Thing is, this type of polling doesn’t actually serve the objectives of the media organizations and influence groups that drive the narrative-polling industry. It’s totally apples and oranges. The narrative polling stuff flogged on the teevees is primarily being generated to *influence* opinion and fill air-time whereas the politician-hired analysis is being done to gain an edge by extracting accurate information construed in the proper context.
Funny you should be pointing to Mellman as a guy who got it right.
Nate Silver agrees with you, and offered the following as a partial explaination;
The quote is from your link.
Nate Silver makes a living knowing which pollsters to trust, and why.
He trusts the same people you trust.
…now.
That is I’m sure he’s made a few ‘adjustments’ since the Reid-Angle contest.
Forget all the polls……………….. With one day to go before the election, we’re becoming super- saturated with poll data predicting a squeaker in the race for president. Meanwhile, bookmakers and gamblers are increasingly certain Obama will hang on to the White House.
With more than $13 million wagered on who will win the race for president, UK bookmaker William hill has listed odds of 1-5 for Obama and 7-2 for Romney……………………….Bookies hate loosing money and they look at more variables than the Nates of the world. The last time they were wrong was in the 1930′s.
In the case of the 2010 senate race in Nevada, the most significant factor missed was the crossover vote. A more in-depth interview featuring both Mellman and Angle’s pollster got into that a bit deeper. Turns out Angle’s people were polling a Reid advantage going into voting day also.
The public analysis used party affiliation as a proxy for candidate preference. Pundits studiously ignored both internal data from the public polls and signals from some pretty major hitters in the Nevada GOP (like the speaker of the Senate even) that crossing over for Reid was completely permissible. Offering my own pre-election analysis is the only topic I’ve ever written a diary about here at FDL. FWIW, I managed to nail it by using my knowledge of local politics to apply a better set of assumptions to the narrative polling data; but even then, the sample size on these things is typically so damn small there were very few polls one could use to derive likely crossover within a reasonable margin of error. Even knowing exactly what one is looking for … the shit they generate for the news guys and operatives is almost all noise and intentional misdirection.

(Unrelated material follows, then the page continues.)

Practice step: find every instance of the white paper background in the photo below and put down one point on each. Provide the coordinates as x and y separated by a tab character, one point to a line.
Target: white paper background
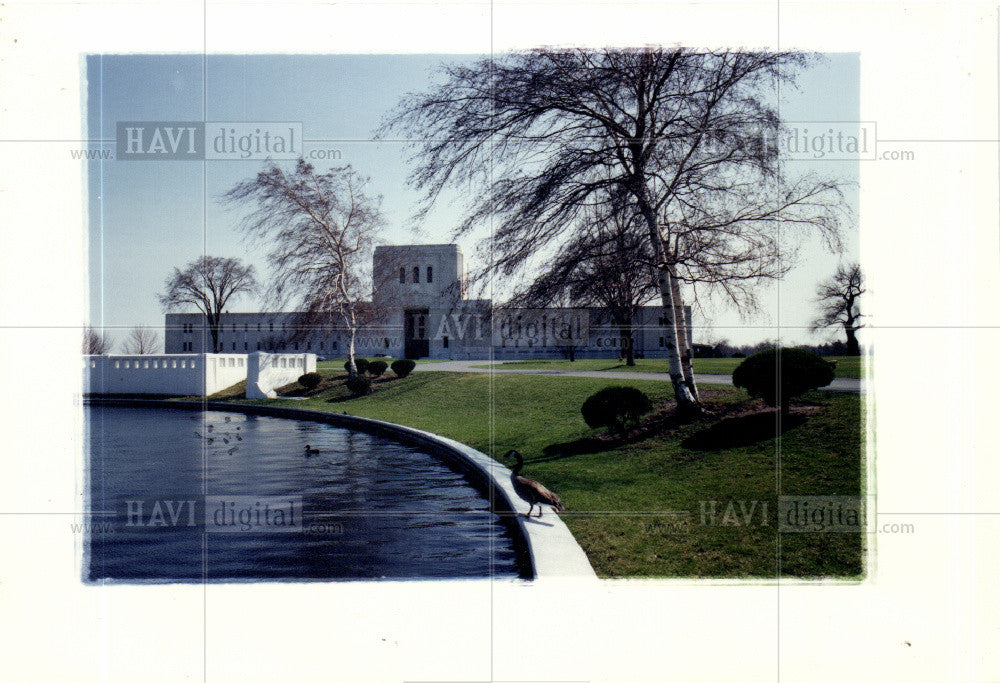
929	246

My point wasn’t to get into a Nate Silver fanboy debate. Like I said, I feel Silver does what he does well. But he is constrained by the data with which he is forced to work and simply doesn’t have access to any of Mellman’s information – or the aggregate information from *any* candidate’s pollster. The specifics of data such pollsters produce is work product generated exclusively for the campaigns which hire them; data is only released that helps create whatever image the campaign decides to project.

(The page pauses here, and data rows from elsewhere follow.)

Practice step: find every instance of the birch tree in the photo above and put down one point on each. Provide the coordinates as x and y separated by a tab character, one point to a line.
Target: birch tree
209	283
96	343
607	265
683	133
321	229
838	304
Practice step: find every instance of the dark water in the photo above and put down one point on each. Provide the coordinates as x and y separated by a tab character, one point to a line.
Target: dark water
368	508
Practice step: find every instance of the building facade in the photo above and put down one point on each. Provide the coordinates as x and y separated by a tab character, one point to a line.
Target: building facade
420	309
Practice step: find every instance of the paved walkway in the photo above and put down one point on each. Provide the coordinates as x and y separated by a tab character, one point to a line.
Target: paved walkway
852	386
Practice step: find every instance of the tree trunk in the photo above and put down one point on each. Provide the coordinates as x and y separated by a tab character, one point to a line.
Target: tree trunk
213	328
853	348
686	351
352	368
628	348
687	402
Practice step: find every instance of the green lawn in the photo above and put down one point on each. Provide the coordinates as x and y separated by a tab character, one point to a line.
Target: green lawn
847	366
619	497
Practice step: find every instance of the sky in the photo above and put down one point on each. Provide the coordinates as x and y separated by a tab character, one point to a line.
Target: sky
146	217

The point I was trying to make about the nature of polling is better characterized by Mellman’s direct quote closer to the end of the article:
The polls being generated and then released in the press have a purpose. That purpose has everything to do with creating an impact and influencing the electorate and damn near nothing to do with providing the information required for qualified observers to perform a valid political analysis.
Thanks, Dean, for a great post, as usual. Rec’d.
When, oh when, will these idiots stop trying to distract the nation with their incessant blithering and blathering about “debt” and “deficit”? We can always mint more money, provided of course that we tax back enough to prevent inflation.